Briggs’s direct style of prose – addressing the reader as ‘you’ and offering us insights into her everyday life and personal history – makes This Little Art an incredibly engaging book to read, despite the complexities underpinning it. The format, too, is of assistance here: what appears to be a meandering journey of contemplation, broken up into snippets of thought, is actually a highly structured and well-considered essay. No matter whether you’re a professional translator or an avid reader interested in how it all works, I’d class this as vital reading.
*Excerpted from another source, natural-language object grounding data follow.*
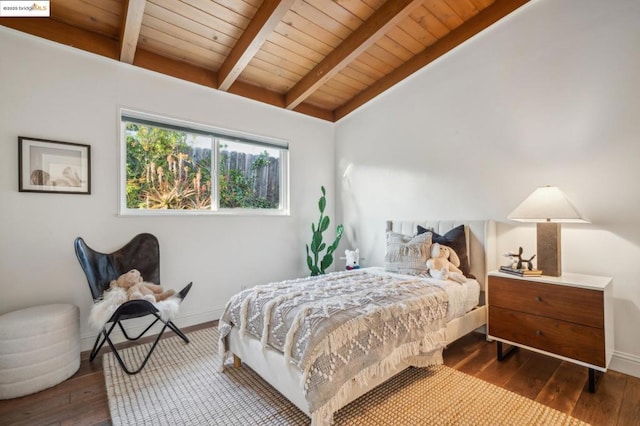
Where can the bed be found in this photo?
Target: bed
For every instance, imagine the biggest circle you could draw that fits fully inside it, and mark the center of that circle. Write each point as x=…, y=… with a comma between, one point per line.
x=321, y=383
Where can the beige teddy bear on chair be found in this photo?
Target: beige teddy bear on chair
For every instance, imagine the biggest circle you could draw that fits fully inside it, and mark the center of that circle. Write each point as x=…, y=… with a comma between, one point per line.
x=444, y=263
x=137, y=288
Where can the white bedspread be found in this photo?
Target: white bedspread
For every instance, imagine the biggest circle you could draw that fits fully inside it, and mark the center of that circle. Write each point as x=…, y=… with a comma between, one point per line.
x=462, y=297
x=343, y=328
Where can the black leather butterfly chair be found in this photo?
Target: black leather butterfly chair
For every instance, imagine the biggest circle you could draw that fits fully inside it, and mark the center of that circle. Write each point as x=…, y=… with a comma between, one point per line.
x=141, y=253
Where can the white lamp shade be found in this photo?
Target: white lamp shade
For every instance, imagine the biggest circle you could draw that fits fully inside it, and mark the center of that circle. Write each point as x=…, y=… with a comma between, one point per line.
x=547, y=204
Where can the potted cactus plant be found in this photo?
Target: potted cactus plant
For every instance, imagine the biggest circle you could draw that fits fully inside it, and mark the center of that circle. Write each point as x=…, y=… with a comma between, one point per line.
x=316, y=260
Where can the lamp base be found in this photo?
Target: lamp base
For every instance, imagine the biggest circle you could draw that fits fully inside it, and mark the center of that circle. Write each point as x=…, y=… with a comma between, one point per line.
x=548, y=246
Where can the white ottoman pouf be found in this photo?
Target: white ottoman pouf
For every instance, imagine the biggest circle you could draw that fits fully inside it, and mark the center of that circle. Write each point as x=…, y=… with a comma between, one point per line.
x=39, y=348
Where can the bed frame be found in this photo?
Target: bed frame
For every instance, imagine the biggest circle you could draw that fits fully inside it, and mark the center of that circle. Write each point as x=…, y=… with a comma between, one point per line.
x=286, y=378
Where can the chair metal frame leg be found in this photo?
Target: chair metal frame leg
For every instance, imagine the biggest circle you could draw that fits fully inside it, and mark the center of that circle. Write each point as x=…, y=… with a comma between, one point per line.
x=103, y=337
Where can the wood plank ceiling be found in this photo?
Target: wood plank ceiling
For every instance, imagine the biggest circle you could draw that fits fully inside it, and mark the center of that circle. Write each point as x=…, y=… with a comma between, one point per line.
x=324, y=58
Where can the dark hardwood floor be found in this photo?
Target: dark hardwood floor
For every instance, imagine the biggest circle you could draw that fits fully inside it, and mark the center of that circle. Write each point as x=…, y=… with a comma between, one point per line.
x=82, y=399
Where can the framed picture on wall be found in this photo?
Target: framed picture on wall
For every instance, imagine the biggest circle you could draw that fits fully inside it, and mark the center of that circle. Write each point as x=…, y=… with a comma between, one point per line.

Insightful and philosophical, it doesn’t aim to lecture but instead to ask, to make us think for ourselves about things we might take for granted. ‘I offer them here as possibilities to think on’ is a phrase typical of Briggs’s approach to her subject – one that I found to be both approachable and compelling.

Translation, Briggs writes, is ‘an everyday peculiar thing’. When we read a work in translation ‘we receive it twice-written’, marked not only by the author – her personality, emotions, philosophy, thought processes, writing habits – but also by exactly the same things in the translator. Very often translators are seen as a sort of side note, the enablers of our reading experience, but in This Little Art Kate Briggs gives them space to live and breathe, become figures just as large as the author. While she relates some of her own translation experiences, she also tells the fascinating stories of women such as Helen Lowe-Porter, translator of Thomas Mann, and Dorothy Bussy, translator, great friend and unrequited lover of André Gide. She invokes the names of Lydia Davis and Constance Garnett, but writes few words about the (male) literary giants these remarkable women translated. The translator – always a she in Briggs’s essay – takes centre stage in what is a truly refreshing piece of writing.
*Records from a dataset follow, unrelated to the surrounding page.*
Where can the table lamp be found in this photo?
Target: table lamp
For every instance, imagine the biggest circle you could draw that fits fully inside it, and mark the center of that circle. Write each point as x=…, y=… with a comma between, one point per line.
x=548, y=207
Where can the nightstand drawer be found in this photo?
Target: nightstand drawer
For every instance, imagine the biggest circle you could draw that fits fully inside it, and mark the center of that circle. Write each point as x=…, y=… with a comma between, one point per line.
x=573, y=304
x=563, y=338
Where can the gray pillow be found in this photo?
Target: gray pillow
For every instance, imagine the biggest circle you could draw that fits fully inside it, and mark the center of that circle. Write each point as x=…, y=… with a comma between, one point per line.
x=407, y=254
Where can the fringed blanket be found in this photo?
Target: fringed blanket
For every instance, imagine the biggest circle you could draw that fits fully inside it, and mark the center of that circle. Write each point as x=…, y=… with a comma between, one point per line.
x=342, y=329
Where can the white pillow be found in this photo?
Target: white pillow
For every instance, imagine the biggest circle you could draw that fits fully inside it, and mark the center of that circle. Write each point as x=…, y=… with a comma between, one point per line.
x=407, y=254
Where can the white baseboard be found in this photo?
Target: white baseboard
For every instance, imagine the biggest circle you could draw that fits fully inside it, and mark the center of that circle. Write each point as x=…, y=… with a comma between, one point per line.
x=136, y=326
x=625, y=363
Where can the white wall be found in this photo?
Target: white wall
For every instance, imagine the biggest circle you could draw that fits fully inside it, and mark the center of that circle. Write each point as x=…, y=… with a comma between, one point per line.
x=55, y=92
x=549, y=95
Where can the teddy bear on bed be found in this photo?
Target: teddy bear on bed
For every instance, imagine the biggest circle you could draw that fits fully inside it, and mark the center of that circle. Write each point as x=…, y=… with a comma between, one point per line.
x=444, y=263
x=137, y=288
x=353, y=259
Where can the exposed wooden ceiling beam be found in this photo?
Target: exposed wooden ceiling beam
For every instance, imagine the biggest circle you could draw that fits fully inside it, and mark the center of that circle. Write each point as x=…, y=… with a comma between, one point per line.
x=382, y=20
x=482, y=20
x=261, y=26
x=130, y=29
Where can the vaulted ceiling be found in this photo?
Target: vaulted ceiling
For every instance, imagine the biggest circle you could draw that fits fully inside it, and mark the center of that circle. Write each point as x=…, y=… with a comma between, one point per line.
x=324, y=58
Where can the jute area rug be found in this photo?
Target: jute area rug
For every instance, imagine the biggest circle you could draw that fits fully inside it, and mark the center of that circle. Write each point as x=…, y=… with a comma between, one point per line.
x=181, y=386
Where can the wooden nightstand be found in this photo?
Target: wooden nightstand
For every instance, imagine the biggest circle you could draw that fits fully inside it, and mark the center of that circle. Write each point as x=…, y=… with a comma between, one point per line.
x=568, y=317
Refreshing in terms of content, but also its style. It is very hard to capture the activity of thinking on paper, particularly when ostensibly writing an essay – on their journey from mind to paper, thoughts do have a tendency to become framed – but Briggs manages to convey the process to remarkable effect. There are many more layers of thought to be peeled back here, making This Little Art a book that will keep on giving. Having read it once, I already know I’ll be returning again and again.

A beautiful example of thoughtful contemporary essay writing, this is a book that deserves to become a classic of its kind. Deeply intelligent, carefully considered and written in language that can’t fail to appeal, This Little Art is at its core a tribute to – and defence of – the often unsung practice of literary translation. Quiet and unassuming, perhaps, but definitely not ‘little’ in the sense of insignificant or simple, translation is, as Briggs states passionately – several times and always in the same words – something that is essential to communication and literature itself. ‘We need translations, urgently’, she writes. I couldn’t agree more.